At the Monroe County office building, there are two offices right next to each other. But politically, Monroe County Legislature Republicans, and Democrats are worlds apart.

The latest example, one of many, Tuesday night's vote on bonding for a new downtown campus for MCC. 20 votes were needed to pass it. Nineteen Republicans voted yes while all ten Democrats voted no.

They have an opportunity to put hundreds of millions of dollars into their own districts and yet they deny themselves of that,” said Republican majority Steve Tucciarello. “That to me is just disingenuous."

Majority leader Steve Tucciarello said the "no" vote delays the project, and the jobs that would be created by turning a portion of the Kodak Headquarters into classrooms.

"They are basically hostage taking," Tucciarello said.

Legislator Paul Haney said it's not that Democrats don't support the MCC project. They do. They said that they have no choice but to use the vote as leverage, to try and gain some sort of oversight, of the ongoing investigation into a scandal involving some of the county's Local Development Corporations.

This is serious business, and we are convinced we need the legislature to be investigating the situation," Haney said.
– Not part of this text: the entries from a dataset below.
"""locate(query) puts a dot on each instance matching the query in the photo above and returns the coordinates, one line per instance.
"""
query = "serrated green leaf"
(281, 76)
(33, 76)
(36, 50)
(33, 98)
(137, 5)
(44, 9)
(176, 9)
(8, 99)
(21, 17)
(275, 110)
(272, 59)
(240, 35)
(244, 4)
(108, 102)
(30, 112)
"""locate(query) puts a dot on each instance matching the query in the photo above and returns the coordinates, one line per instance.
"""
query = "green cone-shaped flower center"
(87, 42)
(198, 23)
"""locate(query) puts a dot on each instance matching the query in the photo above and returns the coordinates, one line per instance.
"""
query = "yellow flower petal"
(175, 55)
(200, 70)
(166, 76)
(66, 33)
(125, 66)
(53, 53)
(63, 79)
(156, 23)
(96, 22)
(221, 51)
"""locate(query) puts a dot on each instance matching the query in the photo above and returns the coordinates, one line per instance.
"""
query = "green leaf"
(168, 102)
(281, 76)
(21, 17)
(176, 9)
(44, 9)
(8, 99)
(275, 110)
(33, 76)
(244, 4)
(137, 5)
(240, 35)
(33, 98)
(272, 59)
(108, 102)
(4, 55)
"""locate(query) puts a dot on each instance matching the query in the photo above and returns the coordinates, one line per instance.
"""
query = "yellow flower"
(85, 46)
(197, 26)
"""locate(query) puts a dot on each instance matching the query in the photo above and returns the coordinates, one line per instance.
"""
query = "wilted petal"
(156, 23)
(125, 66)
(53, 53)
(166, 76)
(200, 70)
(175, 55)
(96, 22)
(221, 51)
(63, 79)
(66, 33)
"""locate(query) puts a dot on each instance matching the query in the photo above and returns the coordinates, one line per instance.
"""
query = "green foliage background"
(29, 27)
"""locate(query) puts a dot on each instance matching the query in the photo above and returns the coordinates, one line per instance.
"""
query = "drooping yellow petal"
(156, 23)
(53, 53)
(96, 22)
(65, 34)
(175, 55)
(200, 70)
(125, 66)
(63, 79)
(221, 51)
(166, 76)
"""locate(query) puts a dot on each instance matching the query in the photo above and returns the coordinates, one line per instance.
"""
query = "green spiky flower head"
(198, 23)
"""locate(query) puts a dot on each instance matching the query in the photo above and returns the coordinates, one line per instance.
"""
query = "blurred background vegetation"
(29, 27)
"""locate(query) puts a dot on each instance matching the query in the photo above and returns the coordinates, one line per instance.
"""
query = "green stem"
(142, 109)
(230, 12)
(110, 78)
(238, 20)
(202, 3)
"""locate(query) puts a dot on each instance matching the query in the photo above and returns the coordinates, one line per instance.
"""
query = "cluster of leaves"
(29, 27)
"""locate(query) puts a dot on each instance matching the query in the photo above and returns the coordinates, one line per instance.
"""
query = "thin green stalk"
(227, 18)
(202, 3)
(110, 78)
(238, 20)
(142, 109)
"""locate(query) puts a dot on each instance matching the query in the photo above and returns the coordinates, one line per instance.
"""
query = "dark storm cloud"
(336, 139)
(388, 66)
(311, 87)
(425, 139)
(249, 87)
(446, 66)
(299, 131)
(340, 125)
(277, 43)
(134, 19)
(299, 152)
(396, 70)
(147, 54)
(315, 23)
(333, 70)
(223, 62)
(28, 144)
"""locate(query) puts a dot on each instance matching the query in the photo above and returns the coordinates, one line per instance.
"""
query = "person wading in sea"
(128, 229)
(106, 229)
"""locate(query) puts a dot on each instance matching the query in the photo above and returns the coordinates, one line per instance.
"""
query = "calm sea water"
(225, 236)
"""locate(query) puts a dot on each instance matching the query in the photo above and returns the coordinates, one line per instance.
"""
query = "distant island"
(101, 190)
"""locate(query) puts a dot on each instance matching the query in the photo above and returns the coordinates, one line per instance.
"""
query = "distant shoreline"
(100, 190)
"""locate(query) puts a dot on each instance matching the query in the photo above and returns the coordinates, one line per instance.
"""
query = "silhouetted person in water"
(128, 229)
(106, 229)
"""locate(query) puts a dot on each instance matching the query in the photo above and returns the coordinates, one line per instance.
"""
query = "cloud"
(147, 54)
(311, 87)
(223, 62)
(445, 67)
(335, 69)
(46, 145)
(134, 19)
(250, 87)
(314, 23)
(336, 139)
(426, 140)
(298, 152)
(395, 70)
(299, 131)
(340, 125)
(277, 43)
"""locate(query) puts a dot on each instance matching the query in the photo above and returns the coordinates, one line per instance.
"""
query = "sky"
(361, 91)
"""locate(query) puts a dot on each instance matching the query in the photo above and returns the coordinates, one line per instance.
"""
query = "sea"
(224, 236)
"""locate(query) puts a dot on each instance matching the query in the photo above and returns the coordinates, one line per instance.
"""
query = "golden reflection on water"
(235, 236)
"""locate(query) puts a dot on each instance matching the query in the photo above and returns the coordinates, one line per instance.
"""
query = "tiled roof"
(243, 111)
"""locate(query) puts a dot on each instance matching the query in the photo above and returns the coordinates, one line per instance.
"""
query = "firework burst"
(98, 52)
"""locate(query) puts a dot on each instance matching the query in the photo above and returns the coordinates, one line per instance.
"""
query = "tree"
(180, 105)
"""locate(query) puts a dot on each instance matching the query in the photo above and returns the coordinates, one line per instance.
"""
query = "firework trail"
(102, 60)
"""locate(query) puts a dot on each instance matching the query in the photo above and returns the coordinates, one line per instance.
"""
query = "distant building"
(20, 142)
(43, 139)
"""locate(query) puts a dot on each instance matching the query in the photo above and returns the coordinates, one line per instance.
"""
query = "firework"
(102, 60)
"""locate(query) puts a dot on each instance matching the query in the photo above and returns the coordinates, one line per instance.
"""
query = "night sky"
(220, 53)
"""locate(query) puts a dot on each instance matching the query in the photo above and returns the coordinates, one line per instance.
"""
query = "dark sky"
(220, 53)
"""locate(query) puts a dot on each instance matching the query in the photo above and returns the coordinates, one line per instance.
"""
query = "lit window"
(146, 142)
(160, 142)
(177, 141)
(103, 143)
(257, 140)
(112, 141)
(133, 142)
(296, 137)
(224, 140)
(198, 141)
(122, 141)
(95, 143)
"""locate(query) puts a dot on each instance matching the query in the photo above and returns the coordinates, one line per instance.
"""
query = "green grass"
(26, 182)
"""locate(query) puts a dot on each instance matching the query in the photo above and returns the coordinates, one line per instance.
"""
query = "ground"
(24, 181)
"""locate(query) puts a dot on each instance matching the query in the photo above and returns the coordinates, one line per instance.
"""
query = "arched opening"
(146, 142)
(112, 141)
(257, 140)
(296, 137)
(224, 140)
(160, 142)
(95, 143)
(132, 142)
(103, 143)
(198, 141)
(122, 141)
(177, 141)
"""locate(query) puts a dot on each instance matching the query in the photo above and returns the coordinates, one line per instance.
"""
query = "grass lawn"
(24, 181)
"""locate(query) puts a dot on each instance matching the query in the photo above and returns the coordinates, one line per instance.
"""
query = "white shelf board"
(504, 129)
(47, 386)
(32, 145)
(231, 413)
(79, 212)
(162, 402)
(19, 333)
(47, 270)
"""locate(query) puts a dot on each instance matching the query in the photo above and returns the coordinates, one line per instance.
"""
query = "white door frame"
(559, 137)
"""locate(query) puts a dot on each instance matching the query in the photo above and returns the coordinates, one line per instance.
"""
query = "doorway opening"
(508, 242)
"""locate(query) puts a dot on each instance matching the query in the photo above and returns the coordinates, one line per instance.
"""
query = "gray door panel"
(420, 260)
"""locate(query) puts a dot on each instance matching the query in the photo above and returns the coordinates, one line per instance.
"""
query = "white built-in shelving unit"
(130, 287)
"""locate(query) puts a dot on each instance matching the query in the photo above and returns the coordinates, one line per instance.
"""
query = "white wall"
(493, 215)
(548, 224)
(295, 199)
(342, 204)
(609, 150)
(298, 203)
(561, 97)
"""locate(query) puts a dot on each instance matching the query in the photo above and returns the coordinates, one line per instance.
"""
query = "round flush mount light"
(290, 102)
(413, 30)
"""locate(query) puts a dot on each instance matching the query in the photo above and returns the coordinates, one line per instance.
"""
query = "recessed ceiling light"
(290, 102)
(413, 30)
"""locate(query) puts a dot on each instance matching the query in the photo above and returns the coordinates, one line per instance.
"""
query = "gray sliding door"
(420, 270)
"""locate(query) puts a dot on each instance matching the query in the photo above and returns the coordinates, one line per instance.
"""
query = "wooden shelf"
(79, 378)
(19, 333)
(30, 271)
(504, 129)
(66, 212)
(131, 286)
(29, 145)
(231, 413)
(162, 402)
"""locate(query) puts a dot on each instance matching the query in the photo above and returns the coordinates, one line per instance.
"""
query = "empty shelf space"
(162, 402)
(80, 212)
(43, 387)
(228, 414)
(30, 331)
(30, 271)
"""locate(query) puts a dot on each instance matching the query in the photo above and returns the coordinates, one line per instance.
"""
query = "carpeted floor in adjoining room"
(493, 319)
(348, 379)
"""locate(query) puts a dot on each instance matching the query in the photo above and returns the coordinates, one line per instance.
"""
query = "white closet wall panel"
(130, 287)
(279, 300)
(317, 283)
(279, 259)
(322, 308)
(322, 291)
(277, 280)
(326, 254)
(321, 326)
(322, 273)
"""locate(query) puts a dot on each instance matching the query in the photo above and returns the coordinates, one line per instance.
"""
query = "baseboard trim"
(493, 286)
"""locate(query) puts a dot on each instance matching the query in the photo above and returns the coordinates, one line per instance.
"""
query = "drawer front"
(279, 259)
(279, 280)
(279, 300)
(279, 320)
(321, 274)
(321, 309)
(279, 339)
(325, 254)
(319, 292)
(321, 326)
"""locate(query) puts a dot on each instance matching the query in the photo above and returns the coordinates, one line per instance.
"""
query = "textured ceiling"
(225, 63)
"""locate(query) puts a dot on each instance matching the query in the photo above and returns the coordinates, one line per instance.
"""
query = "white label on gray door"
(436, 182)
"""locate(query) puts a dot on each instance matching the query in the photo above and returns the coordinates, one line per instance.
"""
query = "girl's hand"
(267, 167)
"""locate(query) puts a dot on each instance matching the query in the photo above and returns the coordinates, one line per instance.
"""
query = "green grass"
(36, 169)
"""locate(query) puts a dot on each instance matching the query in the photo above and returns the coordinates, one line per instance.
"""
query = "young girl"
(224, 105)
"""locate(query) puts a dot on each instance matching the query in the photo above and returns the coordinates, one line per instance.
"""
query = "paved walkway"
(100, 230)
The downtown MCC Campus currently takes up the fourth and fifth floors of the Sibley Building.

Student government representative John Campbell supports the move to Kodak. He said students should remember this come election time.

"Why is there so much political posturing? Why are we stuck in the middle of a battle between politicians, Democrats and Republicans alike, when our education hangs in the balance? And that's the bottom line," Campbell said.

Tuesday's vote does not kill the MCC bonding, but it certainly puts up a roadblock.